Ramsons (Allium ursinum) - a member of the onion family - are one of the special wild food plants. They grow in woods, banks and shady, damp places. They like loamy soil, mildly acid to chalky.

I first sampled Ramsons on a picnic in Devon. My young son was with us, fishing in the river with a net. For lunch, we sat on an island in the middle of this tinkling stream. We had ham sandwiches into which we put fresh-picked leaves as we ate. The fresh garlicy taste of the ramsons leaf complimented the sandwiches admirably.

My wife and I liked them so much, we brought some baby plants home from Devon where they still grace a shady corner of our garden, though the garden is not ideal for them and they do not grow as lush as they can. The one in the photo has grown from seeds scattered in a local 'likely place' and I am pleased to see that they are naturalising nicely there as the photo shows. However - the location is not quite ideal as they do not well compete with the cow parsley and nettles which abound there. I am glad to see that they compete well with the ivy though!

Our supply is still limited: they are so special as a sandwich garnish that we use them for little else. Occasionally we add some to a salad. Roger Philips in his book, Wild Food, says that they do not cook well as they loose their flavour, so it's a plant for sandwich garnish and salads.


Distribution

Ramsons have a wide distribution throughout UK, but they prefer wetter areas so there are areas of the country where it is not common. Certainly in East Anglia, it is quite rare - we lack woods and have low rainfall. It tends to grow most lush on wood edges where there is adequate light and moisture.

Cultivation

Either you live in a place where ramsons are common enough to be a pest or you live somewhere where they are uncommon. If the former - you need no hints, so (as they are very uncommon in East Anglia) I'll only consider how to grow them in difficult places.

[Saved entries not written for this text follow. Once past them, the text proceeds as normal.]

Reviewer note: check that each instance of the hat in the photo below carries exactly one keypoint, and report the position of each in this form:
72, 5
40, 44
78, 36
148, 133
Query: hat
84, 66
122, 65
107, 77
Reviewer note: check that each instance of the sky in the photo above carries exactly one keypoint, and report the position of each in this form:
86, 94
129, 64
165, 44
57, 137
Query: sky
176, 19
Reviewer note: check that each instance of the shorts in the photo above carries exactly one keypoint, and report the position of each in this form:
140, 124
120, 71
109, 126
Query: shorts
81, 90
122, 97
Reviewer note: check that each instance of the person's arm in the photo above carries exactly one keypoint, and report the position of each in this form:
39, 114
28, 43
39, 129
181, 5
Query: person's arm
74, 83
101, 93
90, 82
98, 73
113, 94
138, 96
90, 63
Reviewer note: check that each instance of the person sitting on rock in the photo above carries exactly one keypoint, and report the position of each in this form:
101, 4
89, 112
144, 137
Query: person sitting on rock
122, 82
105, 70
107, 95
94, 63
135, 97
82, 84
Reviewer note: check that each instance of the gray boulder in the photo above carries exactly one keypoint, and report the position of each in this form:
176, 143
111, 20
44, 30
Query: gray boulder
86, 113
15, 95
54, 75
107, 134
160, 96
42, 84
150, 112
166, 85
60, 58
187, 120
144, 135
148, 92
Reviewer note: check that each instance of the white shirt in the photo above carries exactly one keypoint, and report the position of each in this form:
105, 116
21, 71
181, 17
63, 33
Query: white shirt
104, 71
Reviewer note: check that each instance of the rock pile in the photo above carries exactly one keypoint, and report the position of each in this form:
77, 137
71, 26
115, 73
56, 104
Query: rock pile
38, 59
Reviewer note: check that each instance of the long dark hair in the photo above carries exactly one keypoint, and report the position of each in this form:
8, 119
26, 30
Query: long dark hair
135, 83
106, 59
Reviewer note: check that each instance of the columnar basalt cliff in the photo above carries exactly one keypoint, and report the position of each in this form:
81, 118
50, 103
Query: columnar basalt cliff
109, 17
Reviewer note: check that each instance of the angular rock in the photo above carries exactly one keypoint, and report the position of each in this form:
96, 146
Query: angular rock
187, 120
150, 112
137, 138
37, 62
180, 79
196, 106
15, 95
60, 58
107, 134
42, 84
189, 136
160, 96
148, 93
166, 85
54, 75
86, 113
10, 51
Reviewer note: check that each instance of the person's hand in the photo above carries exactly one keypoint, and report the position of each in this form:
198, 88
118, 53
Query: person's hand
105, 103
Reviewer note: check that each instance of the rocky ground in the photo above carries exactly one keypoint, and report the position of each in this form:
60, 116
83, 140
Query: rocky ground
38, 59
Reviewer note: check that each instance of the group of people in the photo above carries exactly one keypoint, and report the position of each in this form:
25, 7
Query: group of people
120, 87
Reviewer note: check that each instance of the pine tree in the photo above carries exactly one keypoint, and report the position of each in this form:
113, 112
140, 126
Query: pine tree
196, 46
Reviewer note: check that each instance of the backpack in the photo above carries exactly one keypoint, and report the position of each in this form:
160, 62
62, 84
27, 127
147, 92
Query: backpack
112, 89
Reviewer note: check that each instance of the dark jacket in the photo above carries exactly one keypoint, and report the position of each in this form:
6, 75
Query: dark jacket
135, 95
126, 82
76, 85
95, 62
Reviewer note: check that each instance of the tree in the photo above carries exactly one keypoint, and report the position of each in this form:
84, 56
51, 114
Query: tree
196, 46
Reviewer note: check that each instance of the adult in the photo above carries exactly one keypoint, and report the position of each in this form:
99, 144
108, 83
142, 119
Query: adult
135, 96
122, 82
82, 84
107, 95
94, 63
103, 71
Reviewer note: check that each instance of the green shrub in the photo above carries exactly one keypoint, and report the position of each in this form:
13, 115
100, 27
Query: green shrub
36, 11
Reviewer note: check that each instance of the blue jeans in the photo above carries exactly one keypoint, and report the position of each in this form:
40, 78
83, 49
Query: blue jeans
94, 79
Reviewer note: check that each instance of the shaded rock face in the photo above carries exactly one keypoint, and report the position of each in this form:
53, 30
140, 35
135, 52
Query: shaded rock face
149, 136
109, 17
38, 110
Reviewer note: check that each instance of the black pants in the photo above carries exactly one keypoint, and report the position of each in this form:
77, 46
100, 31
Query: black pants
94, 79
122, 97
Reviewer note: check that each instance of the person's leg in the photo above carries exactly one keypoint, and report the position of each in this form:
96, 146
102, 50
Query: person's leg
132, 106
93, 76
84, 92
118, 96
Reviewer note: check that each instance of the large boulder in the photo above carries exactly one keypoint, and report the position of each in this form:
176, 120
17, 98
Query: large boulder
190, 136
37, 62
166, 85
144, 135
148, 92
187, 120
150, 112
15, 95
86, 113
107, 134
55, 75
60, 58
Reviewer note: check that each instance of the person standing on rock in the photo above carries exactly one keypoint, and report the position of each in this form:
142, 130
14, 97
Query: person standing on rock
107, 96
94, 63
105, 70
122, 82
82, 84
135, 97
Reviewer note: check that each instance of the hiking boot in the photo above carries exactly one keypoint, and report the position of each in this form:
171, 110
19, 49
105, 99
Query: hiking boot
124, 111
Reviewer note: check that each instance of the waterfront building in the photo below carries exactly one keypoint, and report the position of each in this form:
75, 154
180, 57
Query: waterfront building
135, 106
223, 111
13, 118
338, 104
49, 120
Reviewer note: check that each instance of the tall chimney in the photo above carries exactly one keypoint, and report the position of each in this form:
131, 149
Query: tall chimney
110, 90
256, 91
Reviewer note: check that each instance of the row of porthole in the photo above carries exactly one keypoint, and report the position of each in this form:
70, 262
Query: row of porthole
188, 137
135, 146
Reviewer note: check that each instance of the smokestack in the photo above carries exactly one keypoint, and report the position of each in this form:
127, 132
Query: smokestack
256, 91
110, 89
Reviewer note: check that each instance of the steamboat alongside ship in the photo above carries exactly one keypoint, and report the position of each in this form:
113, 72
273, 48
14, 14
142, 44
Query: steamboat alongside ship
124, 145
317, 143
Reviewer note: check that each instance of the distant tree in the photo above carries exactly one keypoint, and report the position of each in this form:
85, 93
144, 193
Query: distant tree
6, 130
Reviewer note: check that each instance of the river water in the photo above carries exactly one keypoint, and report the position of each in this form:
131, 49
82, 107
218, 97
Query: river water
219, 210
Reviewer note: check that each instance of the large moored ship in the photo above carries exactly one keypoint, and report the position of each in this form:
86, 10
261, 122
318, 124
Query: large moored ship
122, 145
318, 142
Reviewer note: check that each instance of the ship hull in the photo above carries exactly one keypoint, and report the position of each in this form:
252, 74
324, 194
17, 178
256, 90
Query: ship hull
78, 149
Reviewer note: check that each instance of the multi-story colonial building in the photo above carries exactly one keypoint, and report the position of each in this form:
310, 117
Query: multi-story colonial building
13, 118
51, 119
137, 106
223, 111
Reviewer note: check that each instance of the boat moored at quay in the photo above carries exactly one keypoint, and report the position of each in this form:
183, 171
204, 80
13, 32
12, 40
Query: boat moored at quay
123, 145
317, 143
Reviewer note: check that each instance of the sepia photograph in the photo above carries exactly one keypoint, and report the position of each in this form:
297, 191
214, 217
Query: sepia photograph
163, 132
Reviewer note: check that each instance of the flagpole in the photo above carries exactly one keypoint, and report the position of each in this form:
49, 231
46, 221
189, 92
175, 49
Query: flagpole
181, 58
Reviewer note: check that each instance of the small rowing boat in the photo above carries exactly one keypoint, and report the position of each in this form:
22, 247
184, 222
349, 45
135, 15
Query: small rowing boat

For a plant to grow successfully, it has to have adequate soil conditions, lighting and water. It also has to be able to compete against other plants. So very often where you find a plant is not where growth conditions are ideal for it - but where is can survive better than its competition. Ramsons are no different.

They do best in damp conditions and partial shade. The Cotswolds near Great Witcombe abound with Ramsons. Photo 2 shows them carpeting the woodand floor, on the north east edge of Cooper's Hill Wood. Wood edge, but out of bright sun. Heavy ground cover plants don't do so well where it's so dark. But photo 3 is a roadside ditch east of Gt. Witcombe. Photo was taken at 08:52, so they are in the shade of the hedge for much of the day, but the roadside verge is busy! Photo6 is in the Forest of Dean.

The rest of the photos are of a naturalization experiment I did at Burwell - Spring Close. I did not record the date of the original seeding but my first photographs of it in flower are in 2001, so it would have been 1999 (or even 1998). The plants must have been 2 or 3 years old. However, although soil and dampness are clearly fine, the area is overgrown with nettles and ivy but the ramsons are quite equal to the task and seem to be winning.

Our own garden patch has been growing since the late 1980s. It grows, we have lots of ramsons, but they do not last very long and do not get very lush. They are in the dampest part of our dry garden, against a north facing wall, so the conditions are as good as we can get. The main problem is dryness: it seems fairly certain that the bulbs do not do very well when dormant if the greound is too dry. The moats are nearby, same soil, but there is a natural spring there, so moist soil all year. The problem at Burwell moats clearly is competition. I suppose partial or dappled shade is also needed - full sunlight would certainly speed up drying out.

Seasons

Ramsons are, like other alliums, bulb producers. The bulbs stay dormant in summer, autumn and winter and spring into life in early spring. In May they are in full flower and seeds then develop and drop in late June to early July. The leaves die back as the seeds develop and then the plant goes dormant.

So if you want seeds, look for them at the end of June to early July.